Miss Phryne Fisher ist mir als Detektivin aus der witzigen australischen Fernsehserie bekannt. Ich mag diese emanzipierte elegante Ermittlerin, die in den 20ger Jahren des letzten Jahrhunderts in Melbourne lebt. Vermögend wie sie ist, hätte sie einen Beruf nicht nötig. Es ist die Lust am Abenteuer und an kriminalistischen Rätseln, die sie zur Detektivin werden ließ. Gleich zwei Fälle hat sie im Band „Mord in der Mittsommernacht“ zu lösen.

Eine ältere Dame bittet sie, den Tod ihres Sohnes zu klären, denn an einem Selbstmord glaubt sie nicht. Der Sohn hatte einen erfolgreichen Antiquitäten- und Trödelhandel. liegt hier der Grund für seinen Tod? Zeitgleich kommt ein zweiter Auftrag: für eine Erbangelegenheit soll sie nach einem unehelichen Kind der Erblasserin forschen, denn ohne das unbekannte Kindes kann das Erbe nicht aufgeteilt werden. Hier wartet eine begüterte, italienischstämmige Familie auf ihren Einsatz.

Phryne löst ihre Fälle mit Scharfsinn und Eleganz. Die Beschreibung ihrer Garderobe samt Hüten war ein Genuss. Auch ihr unkonventionelles, durchaus glamouröses Leben samt attraktivem Liebhaber macht Spaß zu verfolgen. Zusammen mit ihrem unkonventionellen Haushalt geht sie die Aufgaben an. Nicht immer werden Phrynes Gedankengänge klar und der Leser hat auch nicht immer die Möglichkeit an ihren Schlussfolgerungen teilzuhaben. Aber auch wenn das Miträtseln ein wenig fehlt, ist das Buch ein spannender und kurzweiliger Lesegenuß.
Die Zwanziger Jahre sind farbig eingefangen und Melbourne in dieser Epoche war mir unbekannt. Umso mehr habe ich Phrynes Ermittlungen in der feinen australischen Gesellschaft genossen.

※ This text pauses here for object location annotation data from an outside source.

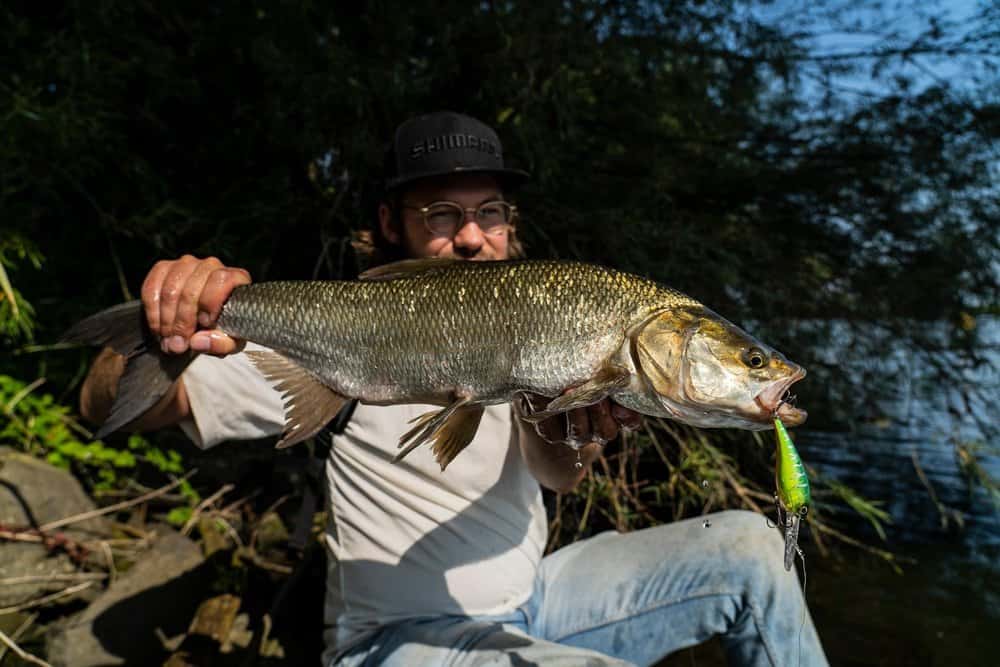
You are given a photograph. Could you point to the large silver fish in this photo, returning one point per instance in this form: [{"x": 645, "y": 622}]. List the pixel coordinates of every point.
[{"x": 465, "y": 334}]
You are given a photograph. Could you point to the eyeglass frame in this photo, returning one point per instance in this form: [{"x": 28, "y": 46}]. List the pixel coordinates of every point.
[{"x": 424, "y": 210}]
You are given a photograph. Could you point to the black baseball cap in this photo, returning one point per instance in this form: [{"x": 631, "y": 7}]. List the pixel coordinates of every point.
[{"x": 442, "y": 143}]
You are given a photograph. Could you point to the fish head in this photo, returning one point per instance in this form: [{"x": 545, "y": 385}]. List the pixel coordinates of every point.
[{"x": 708, "y": 372}]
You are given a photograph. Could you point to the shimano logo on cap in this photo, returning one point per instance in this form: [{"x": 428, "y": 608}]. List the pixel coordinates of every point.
[{"x": 452, "y": 141}]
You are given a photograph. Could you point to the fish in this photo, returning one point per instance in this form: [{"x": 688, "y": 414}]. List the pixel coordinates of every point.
[
  {"x": 794, "y": 494},
  {"x": 462, "y": 335}
]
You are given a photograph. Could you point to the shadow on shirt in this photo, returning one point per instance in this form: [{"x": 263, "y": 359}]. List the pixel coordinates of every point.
[{"x": 454, "y": 543}]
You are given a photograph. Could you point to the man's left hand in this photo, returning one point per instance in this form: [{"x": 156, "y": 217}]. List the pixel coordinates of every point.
[{"x": 600, "y": 422}]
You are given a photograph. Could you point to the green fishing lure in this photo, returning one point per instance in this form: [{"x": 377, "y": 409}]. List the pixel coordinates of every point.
[{"x": 793, "y": 490}]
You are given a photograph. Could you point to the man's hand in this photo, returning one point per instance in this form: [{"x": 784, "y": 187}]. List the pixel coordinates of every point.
[
  {"x": 183, "y": 298},
  {"x": 598, "y": 423},
  {"x": 553, "y": 447}
]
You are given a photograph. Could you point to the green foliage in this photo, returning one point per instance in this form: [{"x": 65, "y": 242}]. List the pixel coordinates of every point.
[
  {"x": 17, "y": 316},
  {"x": 37, "y": 424}
]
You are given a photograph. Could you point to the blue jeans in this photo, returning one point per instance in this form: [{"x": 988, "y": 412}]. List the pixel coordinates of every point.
[{"x": 630, "y": 599}]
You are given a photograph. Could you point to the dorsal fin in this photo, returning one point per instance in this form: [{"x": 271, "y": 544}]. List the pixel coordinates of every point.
[{"x": 407, "y": 268}]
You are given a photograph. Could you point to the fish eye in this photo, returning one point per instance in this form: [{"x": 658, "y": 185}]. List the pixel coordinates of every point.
[{"x": 755, "y": 358}]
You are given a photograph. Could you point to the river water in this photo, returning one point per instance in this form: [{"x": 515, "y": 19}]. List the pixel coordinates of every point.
[{"x": 944, "y": 609}]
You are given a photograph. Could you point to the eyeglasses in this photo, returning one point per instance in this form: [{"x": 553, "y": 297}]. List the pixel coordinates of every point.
[{"x": 445, "y": 218}]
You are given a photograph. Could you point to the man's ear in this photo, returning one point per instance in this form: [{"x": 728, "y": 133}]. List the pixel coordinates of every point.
[{"x": 389, "y": 231}]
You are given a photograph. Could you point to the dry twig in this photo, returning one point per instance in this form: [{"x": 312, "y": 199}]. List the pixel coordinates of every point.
[
  {"x": 45, "y": 599},
  {"x": 21, "y": 653},
  {"x": 117, "y": 506}
]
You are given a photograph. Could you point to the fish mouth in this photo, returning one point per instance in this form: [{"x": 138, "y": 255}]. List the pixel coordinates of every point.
[{"x": 773, "y": 401}]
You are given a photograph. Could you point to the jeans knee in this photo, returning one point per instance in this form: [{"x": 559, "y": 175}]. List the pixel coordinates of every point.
[{"x": 755, "y": 549}]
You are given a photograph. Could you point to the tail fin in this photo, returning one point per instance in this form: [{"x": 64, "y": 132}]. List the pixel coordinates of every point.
[{"x": 149, "y": 373}]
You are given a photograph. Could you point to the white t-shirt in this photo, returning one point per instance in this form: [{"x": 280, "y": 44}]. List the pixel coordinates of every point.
[{"x": 406, "y": 539}]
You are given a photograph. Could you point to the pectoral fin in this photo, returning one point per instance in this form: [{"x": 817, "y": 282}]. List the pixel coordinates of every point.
[
  {"x": 448, "y": 430},
  {"x": 309, "y": 404},
  {"x": 609, "y": 378}
]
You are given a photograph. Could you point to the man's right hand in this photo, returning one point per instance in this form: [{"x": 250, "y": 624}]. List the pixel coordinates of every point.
[{"x": 183, "y": 298}]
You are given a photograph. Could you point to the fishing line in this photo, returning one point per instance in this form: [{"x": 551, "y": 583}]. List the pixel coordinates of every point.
[{"x": 805, "y": 580}]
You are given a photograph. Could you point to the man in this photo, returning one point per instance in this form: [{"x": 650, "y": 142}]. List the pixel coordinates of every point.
[{"x": 432, "y": 568}]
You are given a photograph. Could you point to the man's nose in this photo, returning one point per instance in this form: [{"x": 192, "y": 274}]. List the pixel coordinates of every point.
[{"x": 469, "y": 238}]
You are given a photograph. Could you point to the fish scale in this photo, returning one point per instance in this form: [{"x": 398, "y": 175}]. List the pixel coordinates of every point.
[
  {"x": 487, "y": 328},
  {"x": 464, "y": 334}
]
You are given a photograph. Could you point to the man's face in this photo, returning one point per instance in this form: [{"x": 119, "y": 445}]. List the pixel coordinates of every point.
[{"x": 469, "y": 242}]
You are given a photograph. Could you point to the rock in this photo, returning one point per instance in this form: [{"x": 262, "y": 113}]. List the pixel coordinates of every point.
[
  {"x": 131, "y": 621},
  {"x": 33, "y": 493}
]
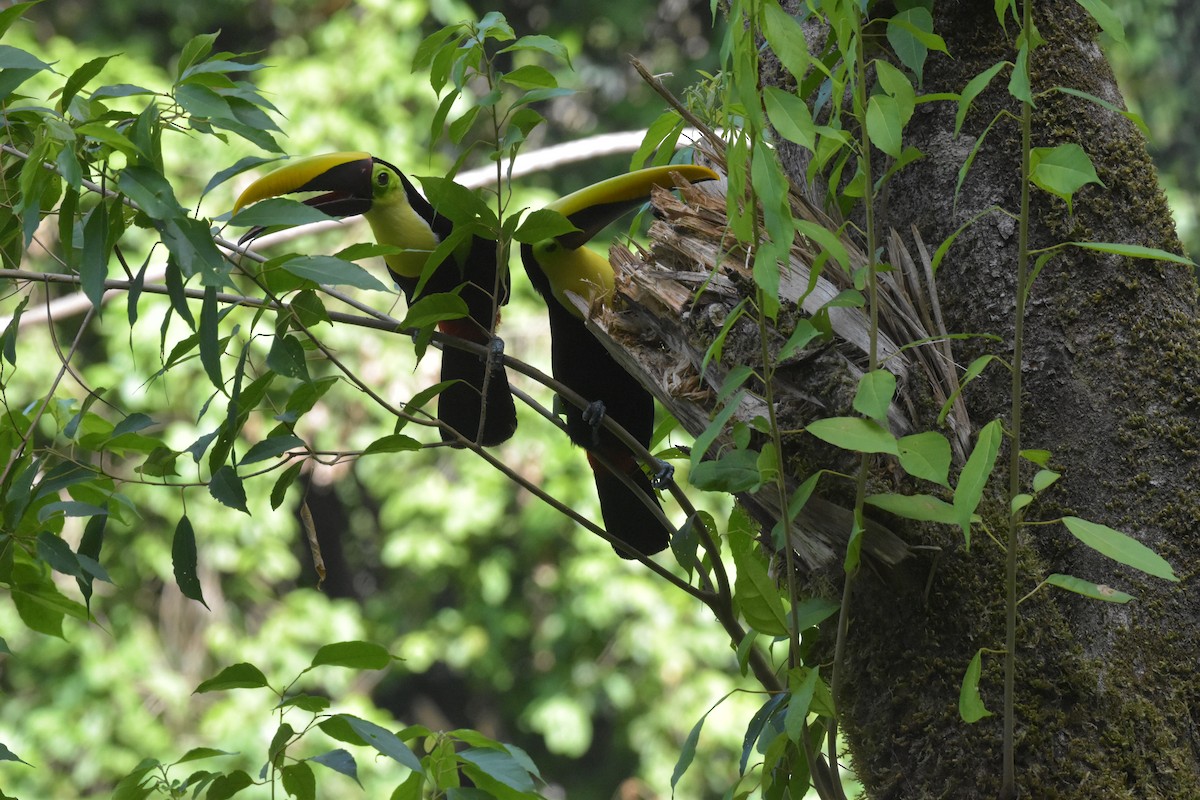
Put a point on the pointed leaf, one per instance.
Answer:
(240, 675)
(333, 271)
(354, 655)
(971, 707)
(384, 741)
(340, 762)
(183, 557)
(1120, 547)
(855, 433)
(874, 395)
(226, 487)
(1089, 589)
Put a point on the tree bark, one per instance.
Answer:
(1108, 696)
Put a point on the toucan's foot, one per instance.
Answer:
(594, 416)
(664, 474)
(496, 355)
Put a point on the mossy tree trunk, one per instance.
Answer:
(1108, 696)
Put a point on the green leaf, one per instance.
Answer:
(199, 753)
(184, 560)
(271, 447)
(975, 475)
(283, 483)
(1120, 547)
(911, 36)
(1044, 479)
(855, 433)
(972, 90)
(435, 308)
(874, 395)
(971, 707)
(150, 191)
(1062, 170)
(688, 751)
(799, 701)
(239, 675)
(288, 359)
(384, 741)
(394, 443)
(299, 781)
(1133, 251)
(541, 224)
(805, 331)
(210, 338)
(883, 125)
(1103, 103)
(531, 76)
(923, 507)
(1089, 589)
(735, 471)
(58, 554)
(547, 44)
(1108, 20)
(328, 270)
(827, 240)
(226, 488)
(790, 116)
(226, 786)
(193, 52)
(1019, 82)
(353, 655)
(277, 211)
(928, 456)
(756, 595)
(9, 756)
(340, 762)
(12, 58)
(79, 79)
(13, 12)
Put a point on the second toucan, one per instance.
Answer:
(561, 265)
(478, 403)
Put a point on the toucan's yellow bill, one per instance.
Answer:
(593, 208)
(299, 175)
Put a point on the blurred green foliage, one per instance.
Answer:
(507, 617)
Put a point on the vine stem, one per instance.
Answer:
(839, 659)
(1008, 780)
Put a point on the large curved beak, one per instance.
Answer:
(595, 206)
(345, 178)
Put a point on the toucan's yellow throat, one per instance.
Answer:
(357, 182)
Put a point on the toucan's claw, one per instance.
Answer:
(594, 415)
(496, 354)
(664, 474)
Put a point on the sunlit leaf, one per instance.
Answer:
(239, 675)
(1120, 547)
(855, 433)
(971, 707)
(1089, 589)
(353, 655)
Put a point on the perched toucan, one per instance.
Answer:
(357, 182)
(579, 360)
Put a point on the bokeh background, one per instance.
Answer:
(507, 617)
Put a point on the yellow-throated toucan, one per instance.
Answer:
(357, 182)
(580, 361)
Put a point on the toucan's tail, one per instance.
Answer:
(463, 403)
(625, 515)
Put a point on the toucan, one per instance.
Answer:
(478, 404)
(561, 265)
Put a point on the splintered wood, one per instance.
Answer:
(675, 299)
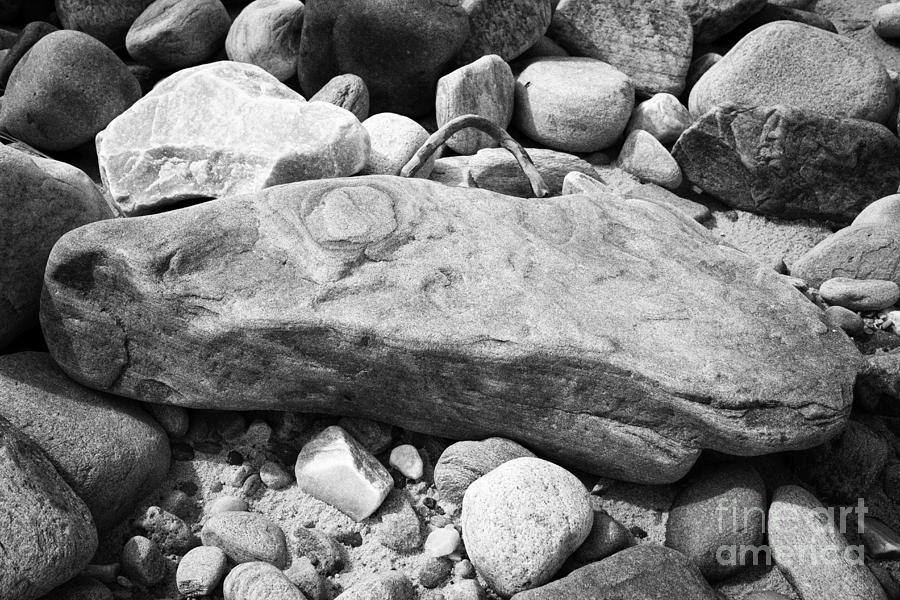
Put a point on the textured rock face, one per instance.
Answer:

Kleine kursiv gedruckte Einsprengsel verweisen auf Ereignisse in der Vergangenheit, die konnte ich aber nicht immer mit der Handlung in Verbindung bringen.

Es ist immer ein Risiko, wenn Figuren oder Geschichten die man aus Filmen kennt nun in Buchform vor sich hat. Aber bei diesem Krimi, den der Insel-Verlag neu auflegte, ist das gut gelungen. Lediglich den Titel „Mord in der Mittsommernacht“ konnte ich nicht in Bezug zur Handlung bringen.